3 min read

What if we could accurately predict and prepare for the impact of natural disasters on a country’s infrastructure? Just imagine how much less vulnerable society would be in the face of earthquakes, hurricanes and other catastrophic events.

Artificial intelligence (AI) is making this vision a reality.

Traditionally infrastructure was built to withstand natural disasters, but predicting their precise impact has been difficult, if not impossible. Variables like local topography, weather conditions and intensity, and infrastructure design make it challenging to foresee where vulnerabilities lie. NTT is building a trusted, secure AI solution for disaster prediction that solves these problems by leveraging vast datasets and advanced predictive modeling. Using machine learning, this is currently being developed and tested in Japan, with the goal of benefitting people, society and the planet into the future.

Bright night flash of lightning over the river

How AI technology predicts and protects against disasters

NTT’s AI system provides disaster mitigation and early recovery by integrating historical data from across Japan, detailing past infrastructure damage, which then allows it to learn disaster patterns and anticipate risks. By combining proprietary data with publicly available environmental and meteorological data in a fair and open manner, the AI constructs predictive models.

There are three elements involved in this AI system, all of which include technologies that can accurately predict damage to individual facilities throughout Japan without any special field surveys. This includes:

  • Landslide disaster prediction for utility poles: Using data such as rainfall intensity, elevation, soil strength and proximity to rivers, AI predicts which utility poles are most vulnerable to landslide disasters, achieving 98 percent accuracy.
  • River flooding and bridge-attached pipelines: Analyzing river dynamics like water level fluctuations and width, AI identifies bridge-attached pipelines at risk, predicting damage with 90 percent accuracy.
  • Earthquake impact on underground pipelines: By considering factors like earthquake magnitude and pipeline type, AI forecasts damage to underground pipelines with an accuracy rate of 87 percent.
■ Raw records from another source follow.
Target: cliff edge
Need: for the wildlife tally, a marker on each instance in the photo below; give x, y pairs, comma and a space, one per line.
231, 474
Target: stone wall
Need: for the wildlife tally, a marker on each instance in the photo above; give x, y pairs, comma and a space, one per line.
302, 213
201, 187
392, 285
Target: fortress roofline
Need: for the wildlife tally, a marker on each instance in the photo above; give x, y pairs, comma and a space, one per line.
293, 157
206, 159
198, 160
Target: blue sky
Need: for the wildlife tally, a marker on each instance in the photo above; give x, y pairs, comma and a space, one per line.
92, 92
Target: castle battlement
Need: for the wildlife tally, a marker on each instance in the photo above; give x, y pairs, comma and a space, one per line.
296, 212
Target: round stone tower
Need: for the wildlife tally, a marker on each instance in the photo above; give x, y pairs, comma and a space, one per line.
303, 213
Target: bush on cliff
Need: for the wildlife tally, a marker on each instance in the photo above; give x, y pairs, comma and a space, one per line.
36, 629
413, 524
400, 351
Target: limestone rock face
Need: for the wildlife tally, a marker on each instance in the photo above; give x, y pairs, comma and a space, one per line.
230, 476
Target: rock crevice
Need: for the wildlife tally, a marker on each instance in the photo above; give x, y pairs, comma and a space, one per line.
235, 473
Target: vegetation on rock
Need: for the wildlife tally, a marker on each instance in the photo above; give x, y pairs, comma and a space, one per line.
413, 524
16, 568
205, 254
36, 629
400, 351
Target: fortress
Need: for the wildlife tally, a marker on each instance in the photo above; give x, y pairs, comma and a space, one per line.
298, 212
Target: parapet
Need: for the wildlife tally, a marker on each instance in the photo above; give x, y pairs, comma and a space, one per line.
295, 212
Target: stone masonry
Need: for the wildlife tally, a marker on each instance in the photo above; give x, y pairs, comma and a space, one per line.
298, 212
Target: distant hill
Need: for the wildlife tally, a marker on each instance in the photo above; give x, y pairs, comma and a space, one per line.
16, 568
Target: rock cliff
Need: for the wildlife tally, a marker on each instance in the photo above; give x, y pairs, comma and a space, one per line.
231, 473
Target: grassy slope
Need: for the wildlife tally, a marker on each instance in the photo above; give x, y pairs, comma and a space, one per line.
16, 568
The advantages of AI-driven disaster preparation

Using this predictive data, at-risk facilities and infrastructure can be prepared in advance to ensure that damage is minimal and recovery can happen quickly in the event of heavy rain or earthquakes. For example, pipelines that are at high risk of damage from anticipated seismic motion can be reinforced, and materials necessary for restoration can be in place in advance of anticipated heavy rainfall.

In addition, the applications of this technology extend far beyond utility poles and pipelines. The predictive models for utility poles can be adapted to power and signal poles, for instance, while the river flooding model can inform the protection of entire bridges. Similarly, the earthquake prediction model for underground pipelines can be applied to safeguard water and gas distribution networks.

Building a safer, more resilient infrastructure through AI

Looking ahead, NTT’s goal is to expand this technology to ensure all infrastructure can be made more robust and resilient. By predicting disaster impacts in advance, the aim is not only to minimize damage but also to expedite recovery efforts, ensuring communities can bounce back swiftly from earthquakes, heavy rain and other disasters.

As climate change intensifies the frequency and severity of natural disasters, innovative technologies like NTT’s AI-driven predictive models are more crucial than ever. Using the power of data and AI, we are working to ensure infrastructure is not just resilient but predictive and proactive. This technology has the potential to redefine disaster preparedness, creating a safer future for all.